Calls for radiographers to refuse to conduct age tests on migrants

Radiographers could refuse to conduct X-rays and MRI scans of migrants’ teeth and bones to verify their age if calls to oppose the laws succeed.

Delegates at the Society of Radiographers’ conference will be urged to reject requests to carry out the tests amid warnings the measures are a waste of NHS resources and could push up waiting times for patients.

If health professionals back the proposal, the move could thwart Home Office efforts to use the procedures to root out migrants suspected of lying about their age after crossing the Channel to the UK in the wake of former home secretary Dame Priti Patel declaring the tests would stop grown men “masquerading as children” on their asylum applications.

The union is set to call on radiographers attending its annual summit – taking place this week in Leeds – to oppose the laws which came into force earlier this year, arguing staff are not contractually obliged to operate the machines for such checks which they branded unreliable and unethical.

Richard Evans, the society’s chief executive, said: “When hundreds of thousands of people are waiting unacceptably long times for MRI scans, it’s completely unjustifiable to take up machine time to work out the age of migrants.

“Conducting these scans falls outside the terms of the contract of a clinical radiographer. This means that any radiographer conducting the scans would have to agree to it voluntarily and be paid separately.

“No radiographer should feel coerced to conduct these scans during clinical time.”

Branding the law “nothing but a headline-grabbing measure” and arguing there was “every moral reason to object – and serious legal, ethical and health reasons to object, too”, Mr Evans said the changes risk compromising the “care being given to other NHS patients” as well as the safety of migrants being scanned.

It comes after scientific advisers previously warned the Government that X-rays could put child asylum seekers at risk of harm from radiation.

The society – which represents more than 33,000 staff working in medical imaging and radiotherapy mostly for the NHS – will argue the risk of carrying out the scans is far greater than the risk of an adult migrant being wrongly treated as a child.

An X-ray of a child’s wrist is “unlikely to be accurate” after they have reached puberty, while dental checks to determine whether a migrants wisdom teeth have emerged yet are not a failsafe measure, Mr Evans said.

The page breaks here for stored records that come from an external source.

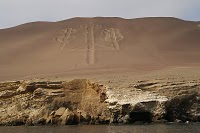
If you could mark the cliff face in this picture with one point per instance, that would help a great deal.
(81, 101)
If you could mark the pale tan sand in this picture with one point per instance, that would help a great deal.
(82, 47)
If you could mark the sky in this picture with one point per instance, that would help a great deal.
(16, 12)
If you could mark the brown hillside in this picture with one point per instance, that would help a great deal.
(81, 44)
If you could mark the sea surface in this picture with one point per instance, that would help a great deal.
(150, 128)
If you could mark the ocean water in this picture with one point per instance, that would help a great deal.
(150, 128)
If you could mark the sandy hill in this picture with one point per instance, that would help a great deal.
(82, 44)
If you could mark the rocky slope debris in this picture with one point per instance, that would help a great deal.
(82, 102)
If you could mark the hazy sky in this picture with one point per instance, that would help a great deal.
(15, 12)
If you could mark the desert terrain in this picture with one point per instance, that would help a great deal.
(100, 71)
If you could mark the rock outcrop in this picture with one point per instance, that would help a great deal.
(83, 102)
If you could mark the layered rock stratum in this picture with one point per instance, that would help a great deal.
(100, 71)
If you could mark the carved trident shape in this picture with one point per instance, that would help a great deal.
(64, 37)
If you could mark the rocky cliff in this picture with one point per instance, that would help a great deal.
(83, 102)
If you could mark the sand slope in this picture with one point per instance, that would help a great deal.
(97, 44)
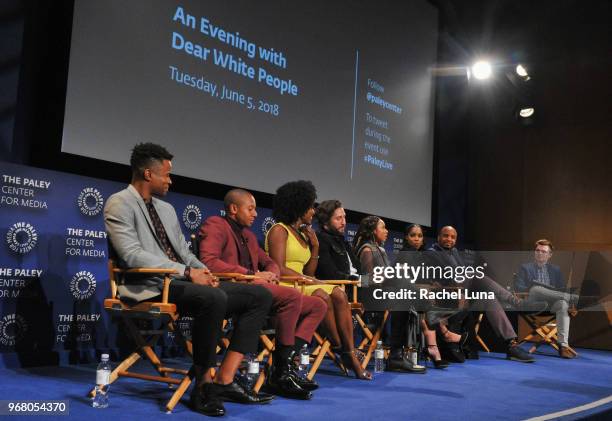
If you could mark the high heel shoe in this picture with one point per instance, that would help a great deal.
(441, 363)
(351, 360)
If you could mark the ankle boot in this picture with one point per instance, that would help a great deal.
(283, 382)
(398, 362)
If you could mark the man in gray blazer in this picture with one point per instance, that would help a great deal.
(144, 231)
(544, 282)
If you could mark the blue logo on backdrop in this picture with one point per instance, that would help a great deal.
(22, 237)
(192, 217)
(83, 285)
(267, 224)
(90, 201)
(12, 328)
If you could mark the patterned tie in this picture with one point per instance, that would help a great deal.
(161, 234)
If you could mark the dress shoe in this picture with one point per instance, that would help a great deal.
(304, 382)
(532, 307)
(439, 364)
(564, 352)
(516, 353)
(398, 362)
(471, 353)
(283, 382)
(234, 392)
(452, 352)
(205, 404)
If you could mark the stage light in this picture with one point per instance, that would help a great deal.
(481, 70)
(521, 71)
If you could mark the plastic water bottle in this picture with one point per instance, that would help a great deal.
(252, 371)
(379, 358)
(304, 362)
(102, 379)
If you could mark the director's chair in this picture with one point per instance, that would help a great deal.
(146, 340)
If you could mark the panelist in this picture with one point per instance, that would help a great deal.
(294, 246)
(444, 254)
(544, 282)
(411, 254)
(368, 246)
(144, 231)
(228, 245)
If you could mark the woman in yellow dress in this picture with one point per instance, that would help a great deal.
(293, 245)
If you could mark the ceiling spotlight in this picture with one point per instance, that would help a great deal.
(521, 71)
(481, 70)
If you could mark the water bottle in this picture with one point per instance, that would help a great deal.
(102, 379)
(379, 358)
(304, 362)
(252, 371)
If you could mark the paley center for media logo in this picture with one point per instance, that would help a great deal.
(192, 217)
(13, 327)
(22, 237)
(267, 224)
(90, 201)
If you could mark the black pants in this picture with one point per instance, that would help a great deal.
(248, 304)
(405, 329)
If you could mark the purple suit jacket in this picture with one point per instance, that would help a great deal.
(219, 249)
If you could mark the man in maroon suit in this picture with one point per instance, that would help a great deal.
(228, 245)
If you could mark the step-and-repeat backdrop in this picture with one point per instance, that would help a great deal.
(53, 262)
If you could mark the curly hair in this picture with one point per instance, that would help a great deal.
(365, 232)
(409, 227)
(292, 200)
(144, 154)
(325, 210)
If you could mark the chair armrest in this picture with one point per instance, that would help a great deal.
(149, 271)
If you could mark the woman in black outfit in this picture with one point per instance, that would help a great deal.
(367, 245)
(411, 254)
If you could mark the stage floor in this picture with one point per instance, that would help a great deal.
(485, 389)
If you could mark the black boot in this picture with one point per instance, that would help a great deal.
(398, 362)
(283, 382)
(304, 382)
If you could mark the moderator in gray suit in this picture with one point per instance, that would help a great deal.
(133, 237)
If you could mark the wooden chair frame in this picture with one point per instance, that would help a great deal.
(147, 339)
(323, 348)
(543, 329)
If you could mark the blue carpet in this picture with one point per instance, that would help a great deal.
(490, 388)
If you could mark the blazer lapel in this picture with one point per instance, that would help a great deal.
(145, 213)
(238, 249)
(173, 237)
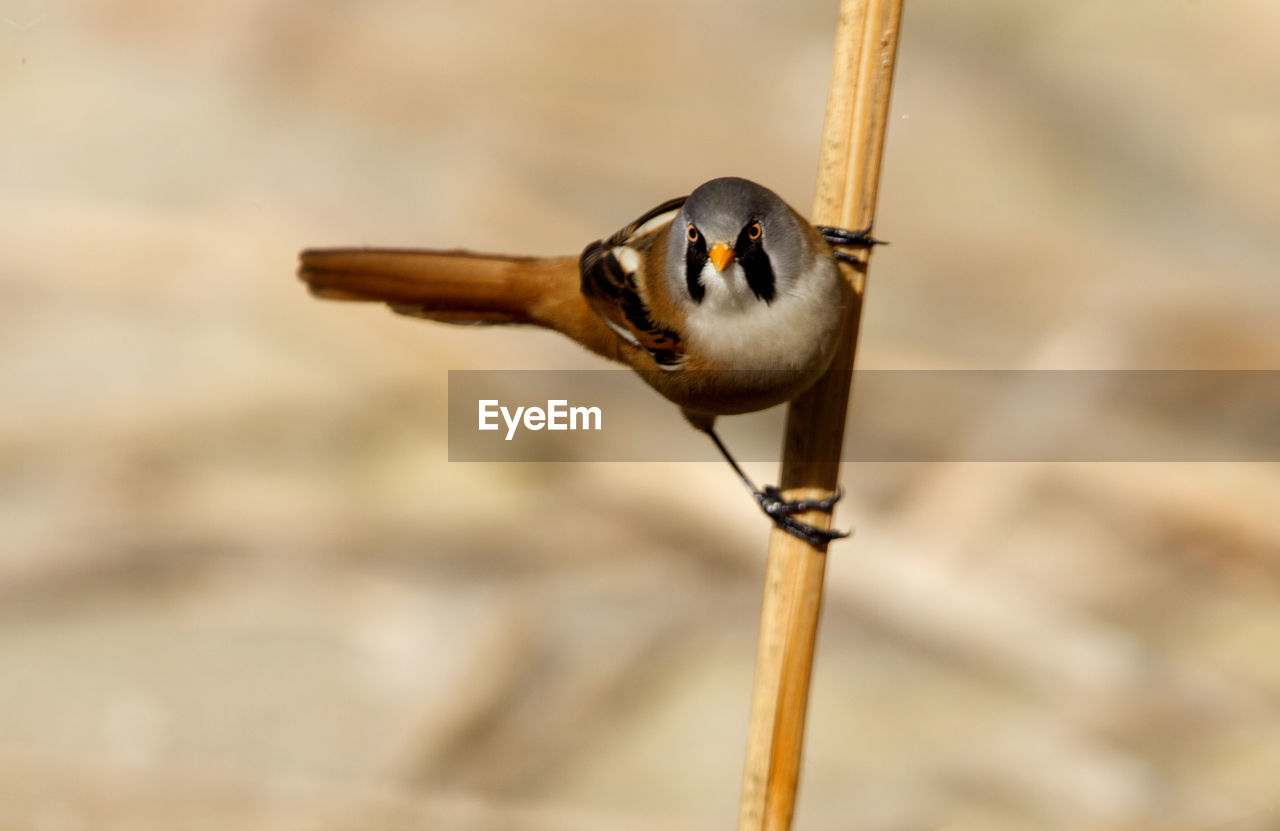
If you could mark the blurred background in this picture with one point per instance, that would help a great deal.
(242, 587)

Although wisdom teeth usually appear between the ages of 17 and 25, “some people get their wisdom teeth much later than others. But some people’s wisdom teeth never emerge at all”, he added.

It is “vital” any X-rays are “fully justified” and agreed to, as patients must give consent to such tests under UK law, the society said.

A Home Office spokesperson said: “We are strengthening the age assessment process through the National Age Assessment Board and introducing scientific assessments such as X-rays and MRIs.

“Our methods are supported by scientific evidence provided by the Age Estimation Science Advisory Committee and scientific age assessments are already widely across most of Europe.”